Segmentation fault when running IPEX bf16 example with torch.autocast

y199387 · August 11, 2022, 8:12am

Hi, I am getting a segmentation fault when running IPEX BF16 example with torch.autocast.
Environment: pytorch 1.11.0 + intel-extension-for-pytorch 1.11.0
Code to reproduce the error:

import torch
import torchvision
import intel_extension_for_pytorch as ipex

LR = 0.001
DOWNLOAD = True
DATA = 'datasets/cifar10/'

transform = torchvision.transforms.Compose([
    torchvision.transforms.Resize((224, 224)),
    torchvision.transforms.ToTensor(),
    torchvision.transforms.Normalize((0.5, 0.5, 0.5), (0.5, 0.5, 0.5))
])
train_dataset = torchvision.datasets.CIFAR10(
        root=DATA,
        train=True,
        transform=transform,
        download=DOWNLOAD,
)
train_loader = torch.utils.data.DataLoader(
        dataset=train_dataset,
        batch_size=128
)

model = torchvision.models.resnet50()
model = model.to(memory_format=torch.channels_last)
criterion = torch.nn.CrossEntropyLoss()
optimizer = torch.optim.SGD(model.parameters(), lr = LR, momentum=0.9)
model.train()
model, optimizer = ipex.optimize(model, optimizer=optimizer, dtype=torch.bfloat16)

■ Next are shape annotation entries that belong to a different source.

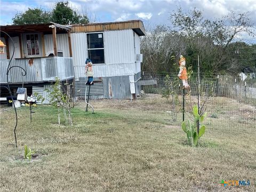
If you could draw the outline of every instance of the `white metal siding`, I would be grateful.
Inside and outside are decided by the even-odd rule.
[[[135,62],[133,31],[129,29],[105,31],[104,48],[107,65]]]
[[[93,77],[113,77],[123,75],[134,75],[136,65],[133,63],[113,64],[113,65],[94,65]],[[75,76],[76,80],[78,80],[79,77],[84,77],[84,66],[74,66]]]
[[[134,45],[135,45],[135,54],[140,53],[140,38],[139,35],[135,32],[133,32],[134,34]],[[136,55],[135,55],[136,57]],[[136,69],[135,73],[140,72],[141,70],[141,63],[140,62],[136,62]],[[135,79],[136,81],[136,79]]]
[[[46,90],[51,90],[52,87],[51,85],[44,85],[44,86],[33,86],[32,87],[32,92],[33,95],[35,95],[35,93],[36,93],[37,95],[39,96],[42,97],[44,98],[44,101],[42,102],[42,100],[36,100],[36,103],[37,104],[50,104],[49,98],[48,97],[50,94],[50,93],[47,92]]]
[[[14,55],[13,55],[13,59],[14,58],[20,58],[20,42],[19,37],[12,37],[12,41],[14,43]],[[12,42],[12,40],[9,38],[9,53],[10,53],[10,58],[12,57],[12,53],[13,52],[13,45]]]
[[[76,79],[85,76],[85,60],[87,57],[86,34],[71,34],[71,45]],[[93,69],[95,70],[94,69]]]
[[[69,57],[70,55],[68,34],[57,34],[56,39],[57,40],[57,52],[63,52],[63,57]],[[44,44],[46,55],[44,56],[48,56],[51,53],[54,53],[52,34],[44,35]]]
[[[136,35],[137,35],[136,34]],[[94,77],[111,77],[134,75],[140,63],[135,63],[133,31],[131,29],[105,31],[105,64],[93,65]],[[87,58],[86,33],[71,34],[75,76],[85,77],[85,62]]]
[[[5,40],[4,37],[1,37],[0,38],[1,41],[4,43],[5,45],[6,44],[5,43]],[[6,56],[6,47],[4,49],[4,52],[5,52],[5,54],[0,54],[0,59],[7,59],[7,56]]]

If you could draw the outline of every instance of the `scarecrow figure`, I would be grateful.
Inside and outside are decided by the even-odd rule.
[[[183,89],[189,89],[190,87],[188,83],[188,74],[187,74],[187,69],[185,67],[186,59],[182,55],[180,56],[179,65],[180,66],[180,72],[179,72],[178,76],[182,80]]]
[[[92,70],[92,62],[89,59],[85,61],[85,74],[88,77],[86,85],[93,85],[93,70]]]

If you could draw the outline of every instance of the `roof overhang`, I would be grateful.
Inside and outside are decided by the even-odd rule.
[[[50,26],[54,25],[56,27],[57,33],[67,33],[71,30],[69,27],[50,22],[44,24],[29,24],[23,25],[7,25],[0,26],[1,30],[11,36],[17,35],[26,33],[43,33],[44,34],[52,34],[52,28]]]
[[[87,33],[132,29],[139,36],[145,35],[145,29],[141,20],[131,20],[121,22],[113,22],[84,25],[73,25],[71,33]]]

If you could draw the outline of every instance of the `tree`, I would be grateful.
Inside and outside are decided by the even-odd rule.
[[[142,70],[159,72],[178,70],[173,59],[182,52],[182,45],[180,35],[171,33],[165,26],[148,29],[141,44],[144,58]]]
[[[52,21],[61,25],[86,24],[89,22],[86,15],[78,14],[68,6],[68,2],[58,2],[52,11]]]
[[[30,9],[24,13],[19,13],[12,18],[14,25],[46,23],[51,21],[51,13],[42,8]]]
[[[173,31],[184,37],[188,63],[196,66],[200,55],[201,70],[204,72],[236,72],[241,69],[238,57],[234,55],[233,46],[229,46],[242,33],[253,35],[248,13],[230,12],[219,19],[210,21],[203,17],[202,12],[194,8],[185,13],[181,7],[169,18]],[[232,47],[232,49],[231,49]]]
[[[42,8],[28,8],[23,13],[16,14],[12,21],[14,25],[48,23],[50,21],[61,25],[89,22],[87,15],[78,14],[68,6],[68,2],[56,3],[53,9],[50,11],[45,11]]]

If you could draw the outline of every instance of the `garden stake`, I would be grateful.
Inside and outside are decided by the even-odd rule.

for batch_idx, (data, target) in enumerate(train_loader):
    optimizer.zero_grad()
    with torch.autocast(device_type='cpu', dtype=torch.bfloat16):
    # with torch.cpu.amp.autocast():
        # Setting memory_format to torch.channels_last could improve performance with 4D input data. This is optional.
        data = data.to(memory_format=torch.channels_last)
        output = model(data)
        loss = criterion(output, target)
        loss.backward()
    optimizer.step()
    print(batch_idx)

I tried to debug it with gdb.
Error:

--Type <RET> for more, q to quit, c to continue without paging--

Thread 110 "python" received signal SIGSEGV, Segmentation fault.
[Switching to Thread 0x7f4d43875700 (LWP 38270)]
0x00007f4d07f26e90 in dnnl::impl::cpu::x64::brgemm_inner_product_bwd_weights_t<(dnnl::impl::cpu::x64::cpu_isa_t)79>::compute_diff_weights_and_bias(dnnl::impl::cpu::x64::brgemm_inner_product_bwd_weights_t<(dnnl::impl::cpu::x64::cpu_isa_t)79>::thread_info_t const*) const::{lambda(int, int, int)#2}::operator()(int, int, int) const ()
   from /root/anaconda3/envs/nanoPytorch1.12/lib/python3.7/site-packages/intel_extension_for_pytorch/lib/libintel-ext-pt-cpu.so

The doc says that torch.autocast("cpu", args...) is equivalent to torch.cpu.amp.autocast(args...), but with torch.cpu.amp.autocast() works well.
So my question is that is there any difference between torch.cpu.amp.autocast(..) and torch.autocast(..)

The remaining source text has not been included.